Waitrose has announced plans to roll out a new trial that give customers the opportunity to return hard to recycle flexible plastics at their local store.
The scheme goes live this week across 37 branches serviced by the supermarket’s Leyland distribution centre in the North of England.
The trial will permit all clean flexible plastics that can be crunched up, stretched, squashed or unfurled to be deposited in-store for an initial period of 12 weeks.
Drop off points that have historically been used to recycle plastic bags will be retrofitted to allow an expanded range of flexible plastics, including crisp packets, sweet wrappers, bubble wrap, cling film and many more.
It’s projected that flexible plastics accounts for a quarter of all consumer packaging on the market, amounting to 215 billion items per year, but much of it is currently not recycled due to industry challenges.
The trial aims to address this challenge and be used to provide critical insight on the volumes, type and level of contamination of the plastic packaging collected.
Waitrose said that it could extend the scheme to all stores in the near future if the trial is successful.

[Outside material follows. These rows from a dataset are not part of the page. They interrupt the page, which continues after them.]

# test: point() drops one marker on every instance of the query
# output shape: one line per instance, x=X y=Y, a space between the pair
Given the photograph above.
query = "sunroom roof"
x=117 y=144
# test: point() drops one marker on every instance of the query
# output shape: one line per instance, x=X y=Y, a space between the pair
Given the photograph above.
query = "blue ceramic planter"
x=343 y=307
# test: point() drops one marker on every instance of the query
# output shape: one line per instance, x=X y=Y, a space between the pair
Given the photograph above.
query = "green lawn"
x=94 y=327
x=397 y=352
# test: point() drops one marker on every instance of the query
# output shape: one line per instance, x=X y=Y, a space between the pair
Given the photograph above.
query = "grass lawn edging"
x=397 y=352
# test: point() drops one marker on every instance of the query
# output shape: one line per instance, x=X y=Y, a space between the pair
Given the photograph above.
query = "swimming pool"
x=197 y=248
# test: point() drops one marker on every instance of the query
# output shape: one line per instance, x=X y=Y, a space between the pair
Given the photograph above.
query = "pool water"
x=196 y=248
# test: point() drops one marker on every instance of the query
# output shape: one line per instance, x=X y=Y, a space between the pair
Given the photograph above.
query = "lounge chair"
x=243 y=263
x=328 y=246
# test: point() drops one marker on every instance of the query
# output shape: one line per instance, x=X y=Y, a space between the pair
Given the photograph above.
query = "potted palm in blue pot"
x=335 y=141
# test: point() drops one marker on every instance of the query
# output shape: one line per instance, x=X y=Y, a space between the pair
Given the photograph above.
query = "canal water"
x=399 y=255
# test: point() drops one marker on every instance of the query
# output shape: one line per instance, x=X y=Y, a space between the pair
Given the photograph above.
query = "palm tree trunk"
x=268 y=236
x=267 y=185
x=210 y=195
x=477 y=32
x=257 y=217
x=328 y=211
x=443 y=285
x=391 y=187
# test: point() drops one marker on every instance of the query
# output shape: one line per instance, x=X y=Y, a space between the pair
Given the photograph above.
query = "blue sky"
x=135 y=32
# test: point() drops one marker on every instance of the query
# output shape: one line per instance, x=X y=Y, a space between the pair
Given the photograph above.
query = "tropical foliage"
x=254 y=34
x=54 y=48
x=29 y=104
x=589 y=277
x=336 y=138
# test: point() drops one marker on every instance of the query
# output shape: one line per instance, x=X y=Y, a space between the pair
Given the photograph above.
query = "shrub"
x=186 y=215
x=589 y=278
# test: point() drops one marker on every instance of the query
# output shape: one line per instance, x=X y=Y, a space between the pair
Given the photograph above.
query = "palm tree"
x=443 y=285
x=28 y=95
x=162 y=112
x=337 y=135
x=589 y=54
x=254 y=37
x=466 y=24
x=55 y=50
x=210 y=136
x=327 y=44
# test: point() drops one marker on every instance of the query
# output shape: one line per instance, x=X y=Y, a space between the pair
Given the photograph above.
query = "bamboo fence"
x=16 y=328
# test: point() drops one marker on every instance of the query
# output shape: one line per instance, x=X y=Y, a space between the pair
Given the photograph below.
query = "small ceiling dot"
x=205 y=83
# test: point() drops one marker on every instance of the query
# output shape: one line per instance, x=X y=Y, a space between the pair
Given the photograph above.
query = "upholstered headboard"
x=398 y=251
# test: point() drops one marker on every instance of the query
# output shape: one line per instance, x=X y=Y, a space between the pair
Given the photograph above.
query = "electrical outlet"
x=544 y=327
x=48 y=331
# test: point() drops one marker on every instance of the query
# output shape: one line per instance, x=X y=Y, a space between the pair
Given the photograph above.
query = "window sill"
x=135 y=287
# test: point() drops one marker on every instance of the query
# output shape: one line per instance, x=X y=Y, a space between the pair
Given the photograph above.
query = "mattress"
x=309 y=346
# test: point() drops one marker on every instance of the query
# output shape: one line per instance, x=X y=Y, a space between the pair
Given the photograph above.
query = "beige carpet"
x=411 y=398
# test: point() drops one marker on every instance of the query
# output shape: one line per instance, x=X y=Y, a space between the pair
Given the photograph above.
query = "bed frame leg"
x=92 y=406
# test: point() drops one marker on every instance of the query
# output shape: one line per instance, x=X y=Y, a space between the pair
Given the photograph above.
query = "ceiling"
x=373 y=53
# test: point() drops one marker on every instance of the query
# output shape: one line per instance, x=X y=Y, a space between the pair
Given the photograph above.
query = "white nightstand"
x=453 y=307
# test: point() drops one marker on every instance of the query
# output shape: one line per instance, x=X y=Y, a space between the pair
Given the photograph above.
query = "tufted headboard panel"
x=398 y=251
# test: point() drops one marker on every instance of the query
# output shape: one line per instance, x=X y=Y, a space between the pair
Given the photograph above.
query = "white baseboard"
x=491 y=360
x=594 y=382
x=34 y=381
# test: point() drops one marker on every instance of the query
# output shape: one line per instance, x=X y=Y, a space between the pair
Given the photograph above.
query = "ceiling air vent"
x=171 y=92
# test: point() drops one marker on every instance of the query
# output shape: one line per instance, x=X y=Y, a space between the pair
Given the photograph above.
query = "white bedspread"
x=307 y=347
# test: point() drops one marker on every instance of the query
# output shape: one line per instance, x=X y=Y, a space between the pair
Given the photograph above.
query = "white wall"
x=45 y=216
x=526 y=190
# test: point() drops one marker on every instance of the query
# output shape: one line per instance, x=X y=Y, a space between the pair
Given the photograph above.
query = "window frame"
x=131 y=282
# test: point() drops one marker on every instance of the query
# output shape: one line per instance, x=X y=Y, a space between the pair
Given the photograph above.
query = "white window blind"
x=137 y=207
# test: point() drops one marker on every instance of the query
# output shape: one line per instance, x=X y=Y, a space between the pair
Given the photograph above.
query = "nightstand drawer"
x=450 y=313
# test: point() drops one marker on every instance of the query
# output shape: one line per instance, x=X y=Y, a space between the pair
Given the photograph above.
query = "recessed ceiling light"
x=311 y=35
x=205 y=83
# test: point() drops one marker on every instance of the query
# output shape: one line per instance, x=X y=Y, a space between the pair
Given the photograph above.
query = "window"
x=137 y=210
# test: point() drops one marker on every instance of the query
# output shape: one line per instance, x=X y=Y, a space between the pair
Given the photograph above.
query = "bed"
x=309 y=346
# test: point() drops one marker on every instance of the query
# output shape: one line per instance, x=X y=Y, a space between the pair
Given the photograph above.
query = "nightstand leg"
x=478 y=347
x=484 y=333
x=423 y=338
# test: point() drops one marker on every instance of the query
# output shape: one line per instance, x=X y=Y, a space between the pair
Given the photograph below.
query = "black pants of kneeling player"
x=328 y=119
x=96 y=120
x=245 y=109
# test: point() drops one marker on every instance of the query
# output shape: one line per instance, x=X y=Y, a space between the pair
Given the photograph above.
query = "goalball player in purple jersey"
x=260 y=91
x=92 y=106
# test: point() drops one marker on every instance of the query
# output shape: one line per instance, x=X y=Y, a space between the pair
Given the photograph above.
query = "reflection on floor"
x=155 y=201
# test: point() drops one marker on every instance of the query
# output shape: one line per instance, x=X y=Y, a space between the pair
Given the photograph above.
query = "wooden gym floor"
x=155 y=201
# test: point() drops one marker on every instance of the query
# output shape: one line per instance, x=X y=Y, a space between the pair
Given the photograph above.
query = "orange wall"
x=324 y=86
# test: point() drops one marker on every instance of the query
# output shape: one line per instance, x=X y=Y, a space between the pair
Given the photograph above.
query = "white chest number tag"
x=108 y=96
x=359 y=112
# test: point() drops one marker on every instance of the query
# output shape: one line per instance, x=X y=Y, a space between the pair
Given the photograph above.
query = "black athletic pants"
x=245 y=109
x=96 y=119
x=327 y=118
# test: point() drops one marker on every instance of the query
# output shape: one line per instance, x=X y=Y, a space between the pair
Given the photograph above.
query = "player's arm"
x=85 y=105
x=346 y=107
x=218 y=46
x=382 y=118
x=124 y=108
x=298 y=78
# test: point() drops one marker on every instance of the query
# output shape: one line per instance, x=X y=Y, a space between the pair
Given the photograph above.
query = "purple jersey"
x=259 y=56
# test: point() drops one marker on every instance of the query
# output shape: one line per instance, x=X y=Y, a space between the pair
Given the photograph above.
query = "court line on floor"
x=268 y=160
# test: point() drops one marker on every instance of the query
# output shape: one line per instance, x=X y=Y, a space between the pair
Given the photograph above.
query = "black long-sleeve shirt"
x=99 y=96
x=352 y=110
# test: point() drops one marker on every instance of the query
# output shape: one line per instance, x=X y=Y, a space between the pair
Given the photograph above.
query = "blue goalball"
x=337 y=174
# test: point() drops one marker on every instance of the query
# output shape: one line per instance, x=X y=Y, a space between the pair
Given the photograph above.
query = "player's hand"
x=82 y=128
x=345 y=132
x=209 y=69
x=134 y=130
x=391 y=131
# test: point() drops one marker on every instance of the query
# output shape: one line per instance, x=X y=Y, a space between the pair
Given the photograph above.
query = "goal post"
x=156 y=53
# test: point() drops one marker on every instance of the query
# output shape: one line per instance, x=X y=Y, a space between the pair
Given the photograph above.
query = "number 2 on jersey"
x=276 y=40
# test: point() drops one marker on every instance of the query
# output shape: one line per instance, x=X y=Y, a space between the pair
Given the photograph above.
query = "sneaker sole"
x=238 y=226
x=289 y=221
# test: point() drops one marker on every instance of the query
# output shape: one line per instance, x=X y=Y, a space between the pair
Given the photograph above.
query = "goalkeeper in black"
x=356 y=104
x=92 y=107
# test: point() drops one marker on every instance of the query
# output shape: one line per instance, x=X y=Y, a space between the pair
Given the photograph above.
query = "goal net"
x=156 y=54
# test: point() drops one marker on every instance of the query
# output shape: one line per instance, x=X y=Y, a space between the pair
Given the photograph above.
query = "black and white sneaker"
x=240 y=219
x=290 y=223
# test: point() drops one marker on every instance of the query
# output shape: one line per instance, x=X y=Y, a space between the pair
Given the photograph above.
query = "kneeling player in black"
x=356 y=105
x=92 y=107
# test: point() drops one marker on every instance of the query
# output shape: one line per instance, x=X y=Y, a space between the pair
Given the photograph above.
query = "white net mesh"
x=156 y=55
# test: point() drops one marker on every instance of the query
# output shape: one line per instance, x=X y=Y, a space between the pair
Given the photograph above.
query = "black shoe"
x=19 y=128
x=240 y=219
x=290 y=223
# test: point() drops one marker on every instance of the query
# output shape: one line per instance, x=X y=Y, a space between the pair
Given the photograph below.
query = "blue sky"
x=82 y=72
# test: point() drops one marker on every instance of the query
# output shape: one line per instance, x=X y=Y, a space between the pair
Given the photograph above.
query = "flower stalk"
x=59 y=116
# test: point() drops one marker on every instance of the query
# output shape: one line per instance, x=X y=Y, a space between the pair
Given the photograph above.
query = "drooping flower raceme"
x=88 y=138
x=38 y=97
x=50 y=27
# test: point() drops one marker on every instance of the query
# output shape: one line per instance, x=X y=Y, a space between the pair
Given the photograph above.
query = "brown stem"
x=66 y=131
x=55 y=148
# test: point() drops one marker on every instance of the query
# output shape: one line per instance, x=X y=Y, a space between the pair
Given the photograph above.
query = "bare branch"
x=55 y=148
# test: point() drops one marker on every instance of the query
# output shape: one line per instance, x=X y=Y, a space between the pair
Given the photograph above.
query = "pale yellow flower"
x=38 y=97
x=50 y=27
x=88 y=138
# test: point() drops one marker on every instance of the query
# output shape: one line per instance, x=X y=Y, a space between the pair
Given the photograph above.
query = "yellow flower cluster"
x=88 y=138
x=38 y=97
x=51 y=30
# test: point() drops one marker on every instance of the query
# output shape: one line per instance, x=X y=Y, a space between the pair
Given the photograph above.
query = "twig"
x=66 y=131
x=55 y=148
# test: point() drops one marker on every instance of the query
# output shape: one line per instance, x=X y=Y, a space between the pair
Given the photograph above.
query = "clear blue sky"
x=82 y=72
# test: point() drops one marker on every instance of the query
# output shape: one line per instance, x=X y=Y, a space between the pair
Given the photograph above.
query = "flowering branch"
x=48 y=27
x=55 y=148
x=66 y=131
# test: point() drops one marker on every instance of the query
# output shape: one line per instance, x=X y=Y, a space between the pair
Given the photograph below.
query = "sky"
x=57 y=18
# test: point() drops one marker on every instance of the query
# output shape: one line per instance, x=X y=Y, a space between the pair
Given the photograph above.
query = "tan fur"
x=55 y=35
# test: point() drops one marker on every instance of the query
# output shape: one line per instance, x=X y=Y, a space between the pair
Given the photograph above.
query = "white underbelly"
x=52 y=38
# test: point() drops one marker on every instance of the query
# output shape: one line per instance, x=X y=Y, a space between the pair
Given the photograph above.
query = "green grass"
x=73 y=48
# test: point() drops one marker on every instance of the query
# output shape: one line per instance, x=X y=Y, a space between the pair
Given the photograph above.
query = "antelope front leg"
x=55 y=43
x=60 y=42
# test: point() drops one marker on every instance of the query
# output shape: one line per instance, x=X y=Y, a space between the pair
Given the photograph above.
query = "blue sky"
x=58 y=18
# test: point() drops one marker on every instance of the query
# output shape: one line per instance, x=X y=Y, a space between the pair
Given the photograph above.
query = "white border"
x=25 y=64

“The UK’s infrastructure is currently not fit for purpose to deal with the recycling of all flexible plastics, with significant volumes currently going to landfill or being incinerated in the UK each year,” said Marija Rompani, partner & director of ethics & sustainability at the John Lewis Partnership. “If the UK is to become more efficient in its handling of difficult to recycle flexible plastics, we not only need to invest in more capable machinery, we need to come together as an industry and make recycling flexible plastics easier for the public."
Rompani added: “This is the emphasis of our trial and our new drop off points in store and we hope it will provide us with the intelligence needed to roll out more widely in the future.”